Tuesday, August 28, 2012

Gotcha Day

Sorry that I haven't been able to write with details until now. Internet connection is spotty at best and I have to go to the lobby to write. This has been hard to do over the past 24 hours.
I feel like I have lived a lifetime in jut a day. It all seems like a dream--a foggy dream. Yesterday morning we went to the Bank of China to exchange our US money into Chinese. We took in about $9,000 which raised some eyebrows. We raised even more when we walked out with a brown paper bag stuffed with about 45,000 RMBs. We couldn't wait to get rid of that money!!!!
Will was scheduled to arrive at our hotel door around 4pm. I couldn't eat lunch. I was nauseated and anxious in the pit of my stomach. Truth be told--I was calculating a way that I could throw everything in my suitcase and run. I asked Brent to pray with me and he did and the peace of God washed over me. I still wasn't sure if I could do this, but I knew the Lord was with me and that he'd help me through it. After a long nap, I was feeling better. Numb, but better.
The knock came promptly at four and as Brent turned on the video camera, I went to the door. Standing there was our son surrounded by our translator, his social welfare worker and the supervisor of foster care programs and another caregiver from the orphanage. I was just kind of stunned--staring at him and not believing that he was here in the flesh. I bent down and started softly talking to him and the workers began to talk to him telling him who we were and showing him the toys we'd brought. His face looked terrified--sort of blank and emotionless. He went to the trucks and picked them up. I was able to touch him and stroke his cheeks and whisper to him that everything would be ok. The workers answered some questions for us and spent many minutes explaining to Will that we were his parents and he'd be staying with us. He started to cry--a very controlled, heartbreaking sob.
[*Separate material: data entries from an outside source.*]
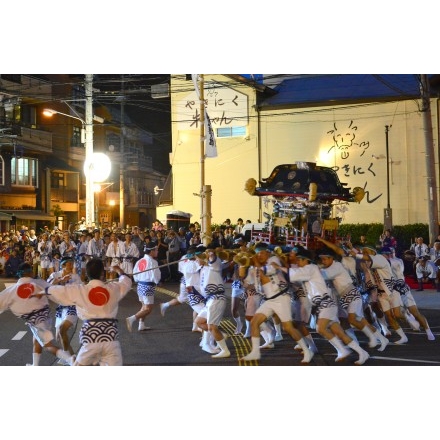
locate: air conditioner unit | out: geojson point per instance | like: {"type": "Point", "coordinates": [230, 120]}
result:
{"type": "Point", "coordinates": [160, 91]}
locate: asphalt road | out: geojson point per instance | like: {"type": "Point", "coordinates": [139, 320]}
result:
{"type": "Point", "coordinates": [170, 342]}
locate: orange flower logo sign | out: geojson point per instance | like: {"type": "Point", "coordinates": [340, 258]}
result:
{"type": "Point", "coordinates": [99, 296]}
{"type": "Point", "coordinates": [24, 291]}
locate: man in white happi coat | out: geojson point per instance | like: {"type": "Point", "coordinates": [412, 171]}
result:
{"type": "Point", "coordinates": [328, 324]}
{"type": "Point", "coordinates": [97, 304]}
{"type": "Point", "coordinates": [130, 254]}
{"type": "Point", "coordinates": [349, 297]}
{"type": "Point", "coordinates": [34, 310]}
{"type": "Point", "coordinates": [271, 283]}
{"type": "Point", "coordinates": [213, 289]}
{"type": "Point", "coordinates": [389, 298]}
{"type": "Point", "coordinates": [147, 275]}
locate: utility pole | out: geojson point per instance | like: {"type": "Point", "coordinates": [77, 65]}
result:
{"type": "Point", "coordinates": [205, 191]}
{"type": "Point", "coordinates": [90, 201]}
{"type": "Point", "coordinates": [122, 162]}
{"type": "Point", "coordinates": [388, 214]}
{"type": "Point", "coordinates": [430, 159]}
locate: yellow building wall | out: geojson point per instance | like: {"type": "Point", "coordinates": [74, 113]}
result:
{"type": "Point", "coordinates": [352, 139]}
{"type": "Point", "coordinates": [237, 160]}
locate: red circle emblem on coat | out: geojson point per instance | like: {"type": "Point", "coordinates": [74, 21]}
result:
{"type": "Point", "coordinates": [99, 296]}
{"type": "Point", "coordinates": [25, 290]}
{"type": "Point", "coordinates": [143, 264]}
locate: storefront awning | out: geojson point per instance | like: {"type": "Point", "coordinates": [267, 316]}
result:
{"type": "Point", "coordinates": [32, 215]}
{"type": "Point", "coordinates": [5, 216]}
I picked him up (instinctively) and thus began the trauma attachment to me.
Paperwork was signed and pictures were taken with his workers and very quietly his workers slipped out of the door. It was just us and him. We played with him a little but it was mostly us playing in front of him while he starred straight ahead. Off and on, he'd weep and I'd pick him up and he'd cling to me. I cried too because I knew we were the source of fear and he was grieving for his foster family. I couldn't calm him in his native tongue and it was a difficult, helpless feeling. After swaying with him and walking, he fell sleep in my arms and I climbed on to the bed and let him rest on me for a while.
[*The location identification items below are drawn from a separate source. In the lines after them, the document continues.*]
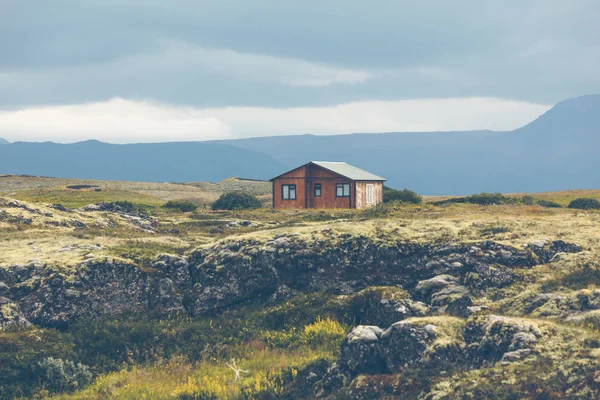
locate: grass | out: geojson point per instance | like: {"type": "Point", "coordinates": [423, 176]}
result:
{"type": "Point", "coordinates": [208, 379]}
{"type": "Point", "coordinates": [186, 358]}
{"type": "Point", "coordinates": [211, 377]}
{"type": "Point", "coordinates": [79, 198]}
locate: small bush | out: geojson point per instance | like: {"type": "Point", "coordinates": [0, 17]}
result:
{"type": "Point", "coordinates": [404, 196]}
{"type": "Point", "coordinates": [126, 206]}
{"type": "Point", "coordinates": [585, 204]}
{"type": "Point", "coordinates": [528, 200]}
{"type": "Point", "coordinates": [179, 205]}
{"type": "Point", "coordinates": [236, 201]}
{"type": "Point", "coordinates": [58, 375]}
{"type": "Point", "coordinates": [548, 203]}
{"type": "Point", "coordinates": [484, 199]}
A family photographer showed up about 20 minutes later to take our picture for the adoption certificate. I gently woke Will and he started crying again. He has two stuffed animals from the orphanage--a blue Crazy Bird animal and Sponge Bob (unfortunately). I gave them to him and he clutched them and calmed down. He wants them constantly around him which is fine. Photograph was done and we met with our translator and went to dinner. He did let us carry him, feed him, and hold him on our lap in the restaurant---all good signs. He ate some fish and chicken and drank water from a sippy cup that we offered. When he's overwhelmed, he goes into this trance where he stares blankly ahead and his eyes don't register with anything. Towards the end of dinner, he was beginning to cry again and glaze over so we paid and left back to the hotel. We tried to get him to change clothes, but he shrieked. We let him sleep in his orphanage clothes without taking a bath, but we did manage to get his shoes off of him. Small victories, right?
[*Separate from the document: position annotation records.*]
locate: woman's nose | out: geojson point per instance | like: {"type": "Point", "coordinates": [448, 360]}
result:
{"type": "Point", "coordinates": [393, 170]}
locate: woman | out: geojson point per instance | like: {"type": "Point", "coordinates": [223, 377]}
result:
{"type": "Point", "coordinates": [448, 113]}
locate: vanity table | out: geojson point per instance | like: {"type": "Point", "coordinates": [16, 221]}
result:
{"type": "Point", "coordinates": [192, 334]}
The greatest part of the evening was when Brent mixed him his "hot milk" bottle. In bed, I held him in my arms and he quietly drank the entire bottle and drifted off to sleep. I laid him down next to me and proceeded to sleep too. He slept all night beside me, never waking.
What a joyous and terrifying day. He knows that he's left his foster family who he loves. He knows that he's left his caregiver who he adores and he's very quietly aching. The sadness in his eyes just about kill us and we long for the day when they light up at us. He hasn't smiled or talked. He just stares, but it's ok. He's dealing with this is a healthy way. This is a good foundation to build on. We are so grateful to God for watching over us today and we cling to him as we head into the next few days. We're just looking for progress. ....just a tiny glimmer of recognition in him that he knows he'll be ok.